What tends to be the practice today is transferring film from traditional analog formats to digital ones. At this link, you’ll find the best company to transfer 8MM to DVD. Working with companies like this can help you store all your old footage with ease digitally. You can distribute DVDs to whoever wants them, and they can store that footage on their computer.

Many computers in 2021 come standard with SSDs, or Solid State Drives. SSDs are superior to Hard Disk Drives, or HDDs, for a number of reasons; not least of which being reduced moving parts. HDDs require a physical disk to be spun. As a result, there are higher power draws, and greater opportunities for hardware to malfunction.

Meanwhile, SSDs are essentially the same as thumb drives: they have no moving parts. Were you a kid in the nineties? It’s the difference between a Nintendo 64 and a PlayStation. The N64 hardly had any load times, whereas you could wait a few minutes for your PS to load. Well, today the technology has become even more refined.
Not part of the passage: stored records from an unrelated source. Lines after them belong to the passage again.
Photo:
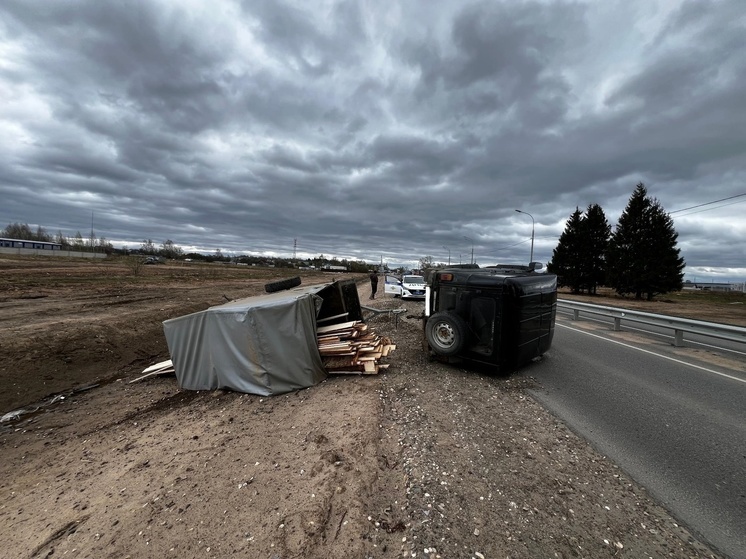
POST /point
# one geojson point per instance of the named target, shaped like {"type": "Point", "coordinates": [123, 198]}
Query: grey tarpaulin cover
{"type": "Point", "coordinates": [262, 345]}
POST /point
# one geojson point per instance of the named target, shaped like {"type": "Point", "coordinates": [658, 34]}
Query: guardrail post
{"type": "Point", "coordinates": [678, 339]}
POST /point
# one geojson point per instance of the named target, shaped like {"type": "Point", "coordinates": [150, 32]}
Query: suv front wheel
{"type": "Point", "coordinates": [446, 333]}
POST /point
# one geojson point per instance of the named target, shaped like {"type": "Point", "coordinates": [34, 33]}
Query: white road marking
{"type": "Point", "coordinates": [654, 353]}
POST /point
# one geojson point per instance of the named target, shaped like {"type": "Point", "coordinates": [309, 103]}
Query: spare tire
{"type": "Point", "coordinates": [446, 333]}
{"type": "Point", "coordinates": [281, 285]}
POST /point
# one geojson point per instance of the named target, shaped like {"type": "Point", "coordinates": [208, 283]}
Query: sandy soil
{"type": "Point", "coordinates": [424, 460]}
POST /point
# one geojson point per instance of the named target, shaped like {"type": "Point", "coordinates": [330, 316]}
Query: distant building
{"type": "Point", "coordinates": [20, 243]}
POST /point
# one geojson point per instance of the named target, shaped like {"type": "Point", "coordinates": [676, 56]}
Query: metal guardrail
{"type": "Point", "coordinates": [680, 326]}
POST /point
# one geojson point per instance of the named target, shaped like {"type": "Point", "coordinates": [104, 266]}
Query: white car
{"type": "Point", "coordinates": [412, 287]}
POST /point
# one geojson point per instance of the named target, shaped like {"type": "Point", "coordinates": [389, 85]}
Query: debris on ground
{"type": "Point", "coordinates": [352, 347]}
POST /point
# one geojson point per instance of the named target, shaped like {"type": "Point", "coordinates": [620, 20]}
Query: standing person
{"type": "Point", "coordinates": [373, 283]}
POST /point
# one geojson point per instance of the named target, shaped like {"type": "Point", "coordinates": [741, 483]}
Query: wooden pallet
{"type": "Point", "coordinates": [351, 348]}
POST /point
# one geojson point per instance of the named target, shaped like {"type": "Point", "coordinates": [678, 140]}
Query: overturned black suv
{"type": "Point", "coordinates": [502, 316]}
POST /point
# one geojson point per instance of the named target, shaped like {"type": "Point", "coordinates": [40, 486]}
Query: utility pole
{"type": "Point", "coordinates": [531, 259]}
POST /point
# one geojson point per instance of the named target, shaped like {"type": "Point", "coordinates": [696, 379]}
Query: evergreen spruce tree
{"type": "Point", "coordinates": [567, 256]}
{"type": "Point", "coordinates": [594, 241]}
{"type": "Point", "coordinates": [643, 257]}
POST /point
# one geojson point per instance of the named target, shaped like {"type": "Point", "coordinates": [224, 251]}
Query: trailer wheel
{"type": "Point", "coordinates": [446, 333]}
{"type": "Point", "coordinates": [281, 285]}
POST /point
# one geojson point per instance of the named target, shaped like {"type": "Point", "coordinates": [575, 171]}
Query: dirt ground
{"type": "Point", "coordinates": [422, 460]}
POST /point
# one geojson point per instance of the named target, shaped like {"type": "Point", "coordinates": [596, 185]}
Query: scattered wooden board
{"type": "Point", "coordinates": [352, 348]}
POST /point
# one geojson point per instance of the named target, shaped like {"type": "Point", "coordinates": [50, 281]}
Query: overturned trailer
{"type": "Point", "coordinates": [263, 345]}
{"type": "Point", "coordinates": [501, 316]}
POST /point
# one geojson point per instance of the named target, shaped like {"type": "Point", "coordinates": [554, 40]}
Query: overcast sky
{"type": "Point", "coordinates": [374, 130]}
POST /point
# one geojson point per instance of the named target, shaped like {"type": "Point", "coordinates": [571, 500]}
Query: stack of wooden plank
{"type": "Point", "coordinates": [351, 348]}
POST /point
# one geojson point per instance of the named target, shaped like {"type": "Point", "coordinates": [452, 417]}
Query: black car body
{"type": "Point", "coordinates": [501, 316]}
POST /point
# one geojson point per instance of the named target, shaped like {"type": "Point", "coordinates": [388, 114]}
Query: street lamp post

How Transfers Are Ultimately Managed

A Strategy for Preservation of Precious Family Films

If you transfer 8MM film to DVD, you can upload it to your modern SSD computer drive, and there it will be safe over the long term. Also, you’ll have a much easier time retaining that data, as computer technology exponentially increases over time. Basically, every three to five years you’re likely going to get a new computer with exponentially greater storage.
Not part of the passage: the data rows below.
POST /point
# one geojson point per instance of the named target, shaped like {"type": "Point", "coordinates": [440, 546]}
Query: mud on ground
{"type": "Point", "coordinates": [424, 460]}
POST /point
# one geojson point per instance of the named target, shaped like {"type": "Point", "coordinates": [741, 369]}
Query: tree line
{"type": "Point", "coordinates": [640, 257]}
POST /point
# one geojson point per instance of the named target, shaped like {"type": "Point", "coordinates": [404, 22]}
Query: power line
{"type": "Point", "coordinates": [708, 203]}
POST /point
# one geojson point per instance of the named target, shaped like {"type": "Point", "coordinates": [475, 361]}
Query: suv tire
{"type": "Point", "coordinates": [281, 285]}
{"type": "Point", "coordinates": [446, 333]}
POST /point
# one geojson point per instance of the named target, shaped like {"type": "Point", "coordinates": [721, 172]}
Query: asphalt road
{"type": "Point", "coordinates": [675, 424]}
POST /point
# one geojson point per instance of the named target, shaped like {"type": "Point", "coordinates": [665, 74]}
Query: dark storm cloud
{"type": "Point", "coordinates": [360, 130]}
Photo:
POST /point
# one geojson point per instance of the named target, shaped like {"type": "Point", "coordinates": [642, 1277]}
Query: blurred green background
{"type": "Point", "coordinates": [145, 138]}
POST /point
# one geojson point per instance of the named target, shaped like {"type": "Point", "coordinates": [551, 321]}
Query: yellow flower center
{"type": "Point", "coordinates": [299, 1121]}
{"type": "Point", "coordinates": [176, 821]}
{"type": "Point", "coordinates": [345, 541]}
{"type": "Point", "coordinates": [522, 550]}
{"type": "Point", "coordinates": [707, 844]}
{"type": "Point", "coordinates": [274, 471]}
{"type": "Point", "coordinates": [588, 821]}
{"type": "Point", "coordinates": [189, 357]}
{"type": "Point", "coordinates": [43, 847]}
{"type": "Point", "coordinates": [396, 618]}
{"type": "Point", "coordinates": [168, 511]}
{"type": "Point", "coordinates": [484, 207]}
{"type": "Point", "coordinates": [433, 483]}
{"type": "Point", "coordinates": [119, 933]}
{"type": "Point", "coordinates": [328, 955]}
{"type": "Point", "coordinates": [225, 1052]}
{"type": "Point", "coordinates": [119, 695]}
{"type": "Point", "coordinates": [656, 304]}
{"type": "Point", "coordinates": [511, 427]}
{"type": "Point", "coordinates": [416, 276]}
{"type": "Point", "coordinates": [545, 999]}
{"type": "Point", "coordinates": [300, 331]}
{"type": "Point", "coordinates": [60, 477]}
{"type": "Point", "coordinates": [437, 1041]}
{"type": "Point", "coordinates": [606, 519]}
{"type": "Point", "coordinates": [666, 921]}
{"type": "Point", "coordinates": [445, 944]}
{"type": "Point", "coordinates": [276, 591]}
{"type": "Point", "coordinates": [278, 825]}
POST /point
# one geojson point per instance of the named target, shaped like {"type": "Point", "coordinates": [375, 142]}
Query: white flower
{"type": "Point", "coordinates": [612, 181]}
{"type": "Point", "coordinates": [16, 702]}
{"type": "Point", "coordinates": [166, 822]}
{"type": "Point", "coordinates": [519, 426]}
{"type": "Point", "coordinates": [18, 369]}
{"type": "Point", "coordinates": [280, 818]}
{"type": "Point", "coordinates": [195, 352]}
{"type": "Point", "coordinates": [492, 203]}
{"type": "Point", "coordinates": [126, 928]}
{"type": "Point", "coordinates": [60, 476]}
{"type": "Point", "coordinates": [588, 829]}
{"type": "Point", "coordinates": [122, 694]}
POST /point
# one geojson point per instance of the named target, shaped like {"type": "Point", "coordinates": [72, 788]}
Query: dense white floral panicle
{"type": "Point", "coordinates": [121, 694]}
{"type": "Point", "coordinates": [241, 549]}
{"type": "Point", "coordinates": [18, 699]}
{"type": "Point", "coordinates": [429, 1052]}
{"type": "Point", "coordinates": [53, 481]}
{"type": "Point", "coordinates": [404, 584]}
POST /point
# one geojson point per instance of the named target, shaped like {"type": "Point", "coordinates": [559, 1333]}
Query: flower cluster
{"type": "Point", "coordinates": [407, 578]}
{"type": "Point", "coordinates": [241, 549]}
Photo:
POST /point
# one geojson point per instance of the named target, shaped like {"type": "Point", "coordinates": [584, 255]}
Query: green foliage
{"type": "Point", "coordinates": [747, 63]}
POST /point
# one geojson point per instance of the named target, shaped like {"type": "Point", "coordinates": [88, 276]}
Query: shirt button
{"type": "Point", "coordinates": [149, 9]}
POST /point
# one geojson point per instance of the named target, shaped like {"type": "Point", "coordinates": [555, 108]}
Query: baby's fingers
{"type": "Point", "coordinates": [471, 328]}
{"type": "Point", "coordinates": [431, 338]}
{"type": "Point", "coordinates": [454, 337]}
In all likelihood, you’ll migrate the totality of your data to the new computer each time you upgrade. An exact copy is made during the migration, you can keep your old computer in storage with all the data, and work with your new one as though you hadn’t lost even a byte of information. There’s no way to continuously upgrade celluloid film in this matter.

There are a lot of reasons to explore digital solutions for analog film, not least of which being the ceaseless march of time. Working with transferral companies can make the process quick and easy. You can transfer your old film to a DVD, and from there, put it in whatever format you find best.